Maryland Environmental Trust
- Abbreviation: MET
- Formation: 1967; 58 years ago
- Headquarters: Crownsville, Maryland
- Board Chair: Major Gary S. Burnett
- Director: John Turgeon
- Website: dnr.maryland.gov/met/Pages/default.aspx

= Maryland Environmental Trust =

U.S. land trust

The Maryland Environmental Trust (MET) is a land trust and quasi-public entity affiliated with the Maryland Department of Natural Resources and governed by a private Board of Trustees. It was established by the Maryland General Assembly in 1967.

==Establishment==
The Maryland General Assembly created the Trust in 1967:
 ... to conserve, improve, stimulate, and perpetuate the aesthetic, natural, health and welfare, scenic, and cultural qualities of the environment, including, but not limited to land, water, air, wildlife, scenic qualities, open spaces, buildings or any interest therein, and other appurtenances pertaining in any way to the State. Through educational and other means, the Trust shall encourage and motivate the populace of the State and others to do so and shall promote continuing interest in and the study of these matters. The purpose of the Trust is of general benefit to the citizens of the State, and it is charitable in nature.

==Mission statement==
The mission of the Maryland Environmental Trust is to provide landowners with information and tools to permanently protect natural, historic and scenic resources in the state.

==Operation==
The Maryland Environmental Trust serves as the statewide land trust and holds over 1,107 conservation easements permanently protecting over 136268 acre in Maryland. Its programs include Land Conservation, Monitoring and Stewardship, Local Land Trust Assistance and the Keep Maryland Beautiful Grants Program. The Land Conservation Program assists landowners with permanently protecting the natural, scenic and/or historic resources of their land primarily with conservation easements.
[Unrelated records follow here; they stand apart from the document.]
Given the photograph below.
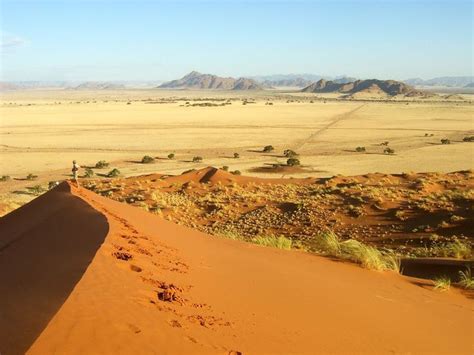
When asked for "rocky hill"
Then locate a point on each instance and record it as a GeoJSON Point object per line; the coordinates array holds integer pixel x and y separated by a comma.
{"type": "Point", "coordinates": [196, 80]}
{"type": "Point", "coordinates": [358, 87]}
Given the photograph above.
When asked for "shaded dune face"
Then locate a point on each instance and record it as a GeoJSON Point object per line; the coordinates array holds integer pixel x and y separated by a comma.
{"type": "Point", "coordinates": [50, 241]}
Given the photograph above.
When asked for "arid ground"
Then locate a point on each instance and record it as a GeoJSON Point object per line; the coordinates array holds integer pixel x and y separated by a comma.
{"type": "Point", "coordinates": [236, 252]}
{"type": "Point", "coordinates": [43, 131]}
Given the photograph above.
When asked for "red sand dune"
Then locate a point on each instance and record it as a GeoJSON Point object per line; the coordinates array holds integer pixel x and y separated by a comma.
{"type": "Point", "coordinates": [81, 274]}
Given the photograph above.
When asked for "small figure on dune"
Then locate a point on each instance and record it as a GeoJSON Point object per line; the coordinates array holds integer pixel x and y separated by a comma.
{"type": "Point", "coordinates": [75, 171]}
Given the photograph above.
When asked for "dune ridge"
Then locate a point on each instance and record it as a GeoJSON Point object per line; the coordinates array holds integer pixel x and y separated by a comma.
{"type": "Point", "coordinates": [151, 286]}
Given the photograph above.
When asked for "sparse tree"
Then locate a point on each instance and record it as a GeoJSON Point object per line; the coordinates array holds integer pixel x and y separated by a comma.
{"type": "Point", "coordinates": [88, 173]}
{"type": "Point", "coordinates": [147, 159]}
{"type": "Point", "coordinates": [101, 164]}
{"type": "Point", "coordinates": [268, 148]}
{"type": "Point", "coordinates": [293, 162]}
{"type": "Point", "coordinates": [290, 153]}
{"type": "Point", "coordinates": [113, 173]}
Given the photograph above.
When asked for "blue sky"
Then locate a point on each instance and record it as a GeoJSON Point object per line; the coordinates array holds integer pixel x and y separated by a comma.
{"type": "Point", "coordinates": [161, 40]}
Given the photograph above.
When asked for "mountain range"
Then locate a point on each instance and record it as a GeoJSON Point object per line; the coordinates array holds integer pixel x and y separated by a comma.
{"type": "Point", "coordinates": [373, 87]}
{"type": "Point", "coordinates": [196, 80]}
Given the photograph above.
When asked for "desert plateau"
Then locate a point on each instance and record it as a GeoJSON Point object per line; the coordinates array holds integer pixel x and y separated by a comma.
{"type": "Point", "coordinates": [235, 178]}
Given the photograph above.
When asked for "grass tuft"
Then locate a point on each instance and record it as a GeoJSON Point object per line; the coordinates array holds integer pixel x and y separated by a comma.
{"type": "Point", "coordinates": [442, 283]}
{"type": "Point", "coordinates": [467, 281]}
{"type": "Point", "coordinates": [368, 256]}
{"type": "Point", "coordinates": [280, 242]}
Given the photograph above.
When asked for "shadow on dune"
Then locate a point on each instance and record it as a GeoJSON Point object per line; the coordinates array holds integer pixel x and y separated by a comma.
{"type": "Point", "coordinates": [45, 248]}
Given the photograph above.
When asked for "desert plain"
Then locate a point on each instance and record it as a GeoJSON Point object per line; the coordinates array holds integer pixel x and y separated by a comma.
{"type": "Point", "coordinates": [144, 262]}
{"type": "Point", "coordinates": [43, 131]}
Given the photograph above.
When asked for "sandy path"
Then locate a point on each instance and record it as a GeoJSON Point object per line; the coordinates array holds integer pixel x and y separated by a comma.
{"type": "Point", "coordinates": [297, 147]}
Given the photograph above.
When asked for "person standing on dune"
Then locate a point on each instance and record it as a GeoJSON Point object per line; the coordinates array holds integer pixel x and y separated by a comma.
{"type": "Point", "coordinates": [75, 171]}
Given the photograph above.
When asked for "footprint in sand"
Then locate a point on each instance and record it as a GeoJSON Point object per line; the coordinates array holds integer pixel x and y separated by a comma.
{"type": "Point", "coordinates": [121, 255]}
{"type": "Point", "coordinates": [136, 268]}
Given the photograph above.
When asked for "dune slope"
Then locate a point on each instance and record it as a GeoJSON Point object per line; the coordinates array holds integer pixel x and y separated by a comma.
{"type": "Point", "coordinates": [150, 286]}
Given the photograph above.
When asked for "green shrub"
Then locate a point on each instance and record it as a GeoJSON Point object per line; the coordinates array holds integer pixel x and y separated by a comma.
{"type": "Point", "coordinates": [293, 162]}
{"type": "Point", "coordinates": [36, 190]}
{"type": "Point", "coordinates": [113, 173]}
{"type": "Point", "coordinates": [467, 281]}
{"type": "Point", "coordinates": [147, 159]}
{"type": "Point", "coordinates": [88, 173]}
{"type": "Point", "coordinates": [280, 242]}
{"type": "Point", "coordinates": [101, 164]}
{"type": "Point", "coordinates": [52, 184]}
{"type": "Point", "coordinates": [351, 249]}
{"type": "Point", "coordinates": [290, 153]}
{"type": "Point", "coordinates": [442, 283]}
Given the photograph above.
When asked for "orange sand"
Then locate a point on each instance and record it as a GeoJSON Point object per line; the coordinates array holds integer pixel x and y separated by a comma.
{"type": "Point", "coordinates": [65, 288]}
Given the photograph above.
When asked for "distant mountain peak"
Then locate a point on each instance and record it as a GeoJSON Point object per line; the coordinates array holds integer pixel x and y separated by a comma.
{"type": "Point", "coordinates": [196, 80]}
{"type": "Point", "coordinates": [371, 86]}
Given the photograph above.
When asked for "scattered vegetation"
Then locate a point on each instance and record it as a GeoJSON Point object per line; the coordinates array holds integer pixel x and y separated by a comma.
{"type": "Point", "coordinates": [147, 159]}
{"type": "Point", "coordinates": [455, 249]}
{"type": "Point", "coordinates": [442, 283]}
{"type": "Point", "coordinates": [293, 162]}
{"type": "Point", "coordinates": [36, 190]}
{"type": "Point", "coordinates": [52, 184]}
{"type": "Point", "coordinates": [353, 250]}
{"type": "Point", "coordinates": [101, 164]}
{"type": "Point", "coordinates": [290, 153]}
{"type": "Point", "coordinates": [466, 280]}
{"type": "Point", "coordinates": [280, 242]}
{"type": "Point", "coordinates": [113, 173]}
{"type": "Point", "coordinates": [88, 173]}
{"type": "Point", "coordinates": [268, 149]}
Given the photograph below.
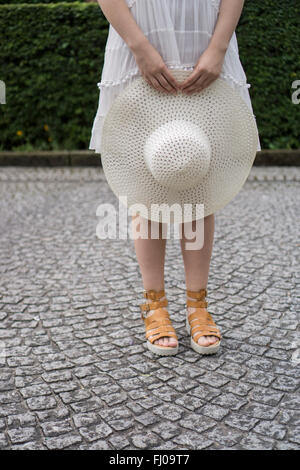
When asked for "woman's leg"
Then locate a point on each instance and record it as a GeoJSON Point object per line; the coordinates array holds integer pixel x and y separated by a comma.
{"type": "Point", "coordinates": [196, 265]}
{"type": "Point", "coordinates": [150, 254]}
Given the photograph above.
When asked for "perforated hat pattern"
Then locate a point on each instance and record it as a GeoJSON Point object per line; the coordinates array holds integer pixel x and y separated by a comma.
{"type": "Point", "coordinates": [159, 148]}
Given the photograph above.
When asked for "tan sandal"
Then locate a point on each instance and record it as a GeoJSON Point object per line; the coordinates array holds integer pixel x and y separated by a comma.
{"type": "Point", "coordinates": [200, 323]}
{"type": "Point", "coordinates": [159, 321]}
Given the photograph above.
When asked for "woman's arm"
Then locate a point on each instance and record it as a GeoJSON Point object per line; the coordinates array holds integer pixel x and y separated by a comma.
{"type": "Point", "coordinates": [149, 61]}
{"type": "Point", "coordinates": [209, 66]}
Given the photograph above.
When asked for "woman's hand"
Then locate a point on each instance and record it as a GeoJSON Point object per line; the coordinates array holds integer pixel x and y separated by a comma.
{"type": "Point", "coordinates": [153, 68]}
{"type": "Point", "coordinates": [207, 69]}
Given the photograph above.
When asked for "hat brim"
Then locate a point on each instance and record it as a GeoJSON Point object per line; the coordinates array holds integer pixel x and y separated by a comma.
{"type": "Point", "coordinates": [140, 109]}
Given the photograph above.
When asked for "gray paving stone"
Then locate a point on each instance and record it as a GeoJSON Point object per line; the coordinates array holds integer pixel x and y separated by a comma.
{"type": "Point", "coordinates": [71, 381]}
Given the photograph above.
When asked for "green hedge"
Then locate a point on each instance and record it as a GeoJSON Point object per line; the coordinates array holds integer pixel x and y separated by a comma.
{"type": "Point", "coordinates": [18, 2]}
{"type": "Point", "coordinates": [51, 58]}
{"type": "Point", "coordinates": [269, 43]}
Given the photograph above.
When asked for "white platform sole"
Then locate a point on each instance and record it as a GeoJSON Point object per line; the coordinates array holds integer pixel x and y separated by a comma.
{"type": "Point", "coordinates": [161, 350]}
{"type": "Point", "coordinates": [204, 350]}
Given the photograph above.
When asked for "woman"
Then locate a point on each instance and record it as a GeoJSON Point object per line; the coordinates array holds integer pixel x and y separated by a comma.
{"type": "Point", "coordinates": [150, 38]}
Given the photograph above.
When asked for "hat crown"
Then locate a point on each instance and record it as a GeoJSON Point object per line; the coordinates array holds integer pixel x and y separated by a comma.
{"type": "Point", "coordinates": [178, 154]}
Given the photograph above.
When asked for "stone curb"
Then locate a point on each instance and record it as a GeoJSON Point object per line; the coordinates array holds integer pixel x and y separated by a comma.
{"type": "Point", "coordinates": [90, 158]}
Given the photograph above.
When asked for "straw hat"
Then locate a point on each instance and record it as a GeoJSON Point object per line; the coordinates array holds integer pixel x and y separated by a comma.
{"type": "Point", "coordinates": [196, 151]}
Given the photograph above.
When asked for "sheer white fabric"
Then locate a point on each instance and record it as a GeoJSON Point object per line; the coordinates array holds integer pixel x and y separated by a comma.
{"type": "Point", "coordinates": [180, 30]}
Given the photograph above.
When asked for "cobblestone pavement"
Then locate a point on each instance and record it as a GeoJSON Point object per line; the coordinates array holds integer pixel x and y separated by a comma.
{"type": "Point", "coordinates": [75, 372]}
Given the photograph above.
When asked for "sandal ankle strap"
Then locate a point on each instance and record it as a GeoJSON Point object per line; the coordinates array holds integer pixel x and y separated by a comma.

Some of the properties that the MET currently protects through conservation easements include Sagamore Farm, Holly Hill, Summerseat Farm, Mount Harmon, Daniel Sheffer Farm, Tyrconnell (Towson, Maryland), Maidstone (Owings, Maryland), the Smithsonian Environmental Research Center (SERC), Wye House in Talbot County and over 8000 acre of historic land surrounding the Civil War battlefields of Antietam, Monocacy, South Mountain and the Battle of Crampton's Gap. The Maryland Environmental Trust is a member of the Land Trust Alliance.

==Board of trustees==
The Maryland Environmental Trust is governed by a 19-member Board of Trustees with 15 trustees as volunteer citizens representing diverse areas of the state. The remaining three trustees are ex-officio members: the Governor, Speaker of the House, and President of the Senate. The Trust is assisted by Area Representatives who work directly with the Board.